Tuck's head vanished. In a few minutes it appeared like the head of a busy gopher. "Charcoal, all right," he said. "Seems like someone had a big fire in here."

"Gary!" called Sue from the other side of the ledge. "There's another hole here and the bottom is black too. Charcoal, I think."

"Eureka!" said Gary. His eyes widened.

"You loco or something?" asked Tuck.

"Charcoal, you dope! Charcoal pits were used by the old Spanish and Mexican miners to heat their drills so they could temper them! Man, we're close! We're so close!"

"There's another charcoal pit over here," said Sue. She paused. "Something else too! Another one of those snakes! Pointing right up this slope, Gary!" She popped out of the hole and pointed up the almost impassable slope toward the masses of rock clogging the western side of the canyon.

"We're almost right on top of it," said Gary in a hushed voice. "Up the slope! ¡Adelante!"

They wasted no time, tired as they were, for the fever was now upon them — the treasure-hunting fever that begins slowly and then steadily and ever increasingly takes over the mind and the body until it reaches the raging heat that sometimes consumes those who harbor the insidious disease.

"There's one of those crazy mule shoes," said Sue, pointing to a symbol carved on a squat boulder.

Gary looked at it. It did look like a mule shoe except for the three dots within the shoe. "It's not a mule shoe," he said slowly and quietly. "That symbol means a flight of steps, indicating that the treasure is down in a shaft or a cave."

"But where?" said Sue. She looked at the wild and forbidding area about them and then dropped her hands helplessly by her sides.

"Fifty varas away," said Gary in a faraway voice.
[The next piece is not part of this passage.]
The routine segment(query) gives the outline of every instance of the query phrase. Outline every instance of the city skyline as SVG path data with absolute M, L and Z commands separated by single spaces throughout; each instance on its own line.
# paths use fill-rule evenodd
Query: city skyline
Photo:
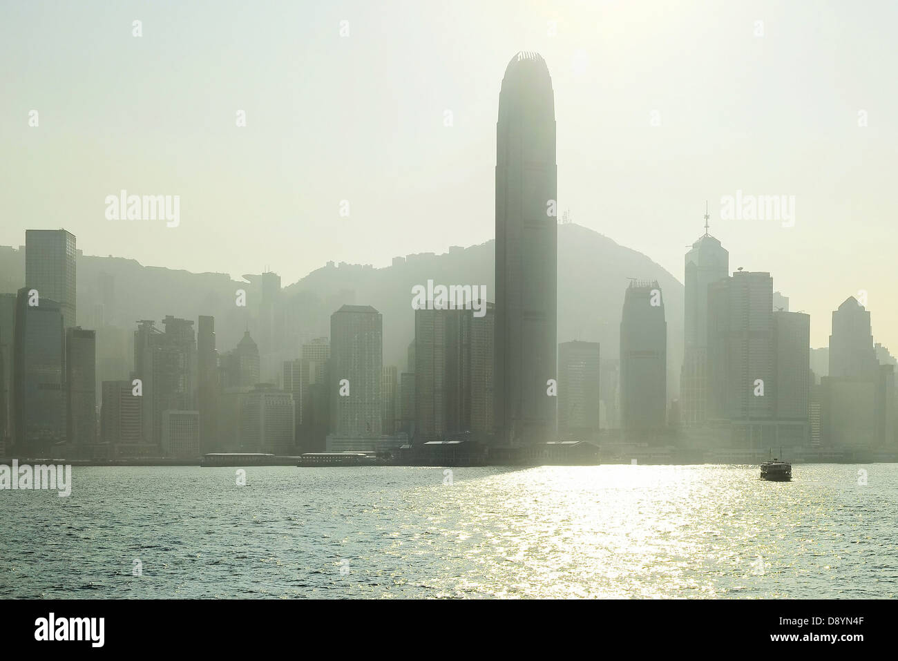
M 734 266 L 778 274 L 780 290 L 796 309 L 812 316 L 813 346 L 825 345 L 829 297 L 843 299 L 860 290 L 872 308 L 880 308 L 876 336 L 887 346 L 898 345 L 898 311 L 885 304 L 890 254 L 869 241 L 885 234 L 894 215 L 894 203 L 880 189 L 898 136 L 883 118 L 898 104 L 894 91 L 878 84 L 862 55 L 872 49 L 885 62 L 894 57 L 885 31 L 866 30 L 868 20 L 890 24 L 896 13 L 891 4 L 871 4 L 863 16 L 839 6 L 807 12 L 775 4 L 754 11 L 726 6 L 712 16 L 698 4 L 675 13 L 651 3 L 596 8 L 559 4 L 546 10 L 497 3 L 478 9 L 473 20 L 474 5 L 462 3 L 457 14 L 435 23 L 435 10 L 427 7 L 387 5 L 382 16 L 350 3 L 342 13 L 317 8 L 304 12 L 303 20 L 284 21 L 290 30 L 267 35 L 267 45 L 255 51 L 251 63 L 237 57 L 239 48 L 226 48 L 231 55 L 225 64 L 216 60 L 216 66 L 230 66 L 233 75 L 209 80 L 202 89 L 206 96 L 196 104 L 190 100 L 200 93 L 192 84 L 197 71 L 189 67 L 166 84 L 172 95 L 186 100 L 174 104 L 177 109 L 165 102 L 134 105 L 147 90 L 132 81 L 162 84 L 158 74 L 146 68 L 145 55 L 158 55 L 164 44 L 170 49 L 164 62 L 196 61 L 193 66 L 205 67 L 209 61 L 198 58 L 194 49 L 201 46 L 188 44 L 199 39 L 219 53 L 221 35 L 233 35 L 216 28 L 235 6 L 222 4 L 221 13 L 211 14 L 186 7 L 176 27 L 158 20 L 163 10 L 154 7 L 142 9 L 142 17 L 98 16 L 90 28 L 91 45 L 66 49 L 65 57 L 62 48 L 78 39 L 69 29 L 80 24 L 75 8 L 41 12 L 45 29 L 39 33 L 24 26 L 40 12 L 40 3 L 7 12 L 0 22 L 0 54 L 17 68 L 4 72 L 11 102 L 0 109 L 0 138 L 13 156 L 22 155 L 17 157 L 20 163 L 31 164 L 6 172 L 12 185 L 0 193 L 8 210 L 0 243 L 18 244 L 24 230 L 34 226 L 30 216 L 58 217 L 63 208 L 62 225 L 82 245 L 95 246 L 91 253 L 234 276 L 269 265 L 286 282 L 320 266 L 321 253 L 383 266 L 395 254 L 477 244 L 490 234 L 495 80 L 507 53 L 524 47 L 542 53 L 559 91 L 558 111 L 565 120 L 558 137 L 561 213 L 569 210 L 575 222 L 651 256 L 676 274 L 679 246 L 686 242 L 682 239 L 698 234 L 700 221 L 695 219 L 708 199 L 712 233 L 731 246 Z M 239 43 L 249 43 L 276 10 L 287 16 L 293 11 L 273 6 L 246 17 L 242 39 L 247 40 Z M 484 19 L 484 12 L 506 29 L 488 30 L 492 22 Z M 139 38 L 132 36 L 136 18 L 144 22 Z M 349 23 L 347 37 L 340 36 L 344 20 Z M 550 36 L 552 22 L 555 31 Z M 405 49 L 430 42 L 436 23 L 445 31 L 443 40 L 480 35 L 471 41 L 476 48 L 426 63 L 404 57 Z M 402 24 L 416 29 L 393 27 Z M 672 30 L 675 40 L 669 37 Z M 304 40 L 306 31 L 313 34 Z M 833 33 L 838 40 L 830 39 Z M 33 50 L 23 40 L 26 34 Z M 394 45 L 382 48 L 384 34 Z M 288 44 L 297 43 L 298 52 L 292 53 Z M 691 48 L 698 43 L 705 48 Z M 96 57 L 105 51 L 94 48 L 110 48 L 120 57 Z M 612 60 L 605 48 L 614 49 Z M 38 50 L 47 57 L 36 58 Z M 712 51 L 716 57 L 708 57 Z M 832 66 L 825 75 L 801 77 L 797 93 L 793 74 L 806 53 Z M 297 58 L 309 63 L 302 78 L 293 71 Z M 471 66 L 475 58 L 491 64 Z M 647 62 L 666 58 L 672 58 L 676 84 L 647 67 Z M 604 66 L 605 61 L 615 66 Z M 266 75 L 253 76 L 255 66 L 264 66 Z M 93 72 L 85 85 L 98 100 L 96 106 L 73 107 L 70 99 L 77 94 L 72 84 L 46 84 L 53 72 L 69 67 Z M 395 79 L 413 81 L 420 92 L 404 90 L 395 79 L 376 73 L 386 71 L 396 72 Z M 288 84 L 278 89 L 304 84 L 321 108 L 304 104 L 290 92 L 273 95 L 278 75 Z M 735 79 L 744 88 L 736 86 Z M 106 85 L 107 80 L 119 84 Z M 632 83 L 636 80 L 638 85 Z M 843 94 L 832 93 L 833 81 Z M 387 84 L 397 101 L 381 99 L 378 84 Z M 360 99 L 365 101 L 359 103 Z M 776 99 L 795 106 L 776 110 Z M 185 115 L 180 110 L 185 105 L 196 111 Z M 335 107 L 341 109 L 336 115 Z M 298 117 L 295 108 L 301 109 Z M 28 123 L 31 110 L 40 113 L 37 127 Z M 239 110 L 247 113 L 245 128 L 235 125 Z M 445 110 L 452 112 L 451 127 L 444 126 Z M 657 126 L 652 125 L 655 111 Z M 335 117 L 339 122 L 328 121 Z M 335 131 L 331 123 L 341 130 Z M 201 127 L 208 131 L 205 137 Z M 108 134 L 103 139 L 110 142 L 70 145 L 59 139 L 67 129 Z M 166 150 L 185 163 L 174 172 L 154 151 L 157 137 L 165 136 L 171 138 L 163 143 Z M 828 143 L 834 148 L 823 149 L 821 137 L 836 140 Z M 395 146 L 391 140 L 398 140 Z M 260 143 L 268 146 L 252 146 Z M 272 151 L 271 145 L 282 144 Z M 297 154 L 305 153 L 304 148 L 318 156 L 315 171 L 300 163 Z M 121 154 L 119 175 L 96 164 L 97 149 Z M 585 161 L 581 151 L 609 155 Z M 381 166 L 367 167 L 378 158 Z M 355 159 L 359 164 L 353 166 Z M 249 172 L 228 164 L 233 161 L 264 166 Z M 200 163 L 218 164 L 210 171 Z M 42 169 L 40 176 L 37 168 Z M 390 178 L 400 173 L 414 178 L 415 185 L 391 184 Z M 48 177 L 61 182 L 50 196 L 37 188 Z M 217 183 L 212 185 L 215 178 Z M 138 185 L 142 181 L 145 184 Z M 595 181 L 601 182 L 598 189 Z M 297 185 L 298 191 L 287 192 Z M 140 195 L 180 195 L 180 225 L 106 220 L 103 199 L 123 189 Z M 722 198 L 740 192 L 795 196 L 794 226 L 721 220 Z M 351 203 L 348 217 L 339 216 L 343 199 Z M 420 222 L 422 209 L 433 222 Z M 248 242 L 247 228 L 258 225 L 260 215 L 268 236 L 283 234 L 288 241 L 268 247 Z M 359 241 L 343 241 L 345 230 Z M 212 250 L 198 250 L 204 245 Z M 762 254 L 764 264 L 755 257 Z M 817 256 L 831 266 L 808 278 Z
He walked to the upper end of the squat boulder and pointed to an odd-looking symbol carved there.

"Varas?" questioned Sue.

"A vara is thirty-three and one-third inches," said Gary.

"Which way?" asked Sue.

"Will that help?" said Tuck. He pointed beyond the boulder to yet another symbol, a horizontal cross. The long part of the upright pointed directly up the slope.

"About forty-six paces," said Sue, "figuring on a three-foot pace, or thereabouts. There should be something else in that area to show us the rest of the way."

"How confident she is," said Tuck.

Gary began his pacing, but it was almost impossible to keep to a standard pace because of the terrain. When he reached the end of his pacing he stood in an area where openings of all sizes and shapes, some of them in the ground, others against the side of the canyon, showed like the unseeing eyes of the blind. There must have been at least two dozen of them.

In and out of the holes they popped like busy ground squirrels, but found nothing to indicate that the holes were anything but works of nature. Gary looked along the slope. "There are other holes along there," he said wearily.

"Too far from the symbol," said Sue.

Gary nodded. He shoved back his hat. He leaned back against a flat slab of rock upon which Tuck Browne stood like a gaunt statue eying the jumbled slope. The flat slab was almost against the canyon wall. Tuck moved his feet. Gary's mouth dropped open. He leaned forward and shoved Tuck's left foot over. "Say!" said the lean one. His jaw dropped too as he saw Gary pointing to a carved sign where Tuck had been standing. "Treasure in a tunnel, directly beneath this sign," said Gary.

An intense, brooding quiet seemed to shroud the canyon. Then the faint, far-off muttering of thunder sounded over it.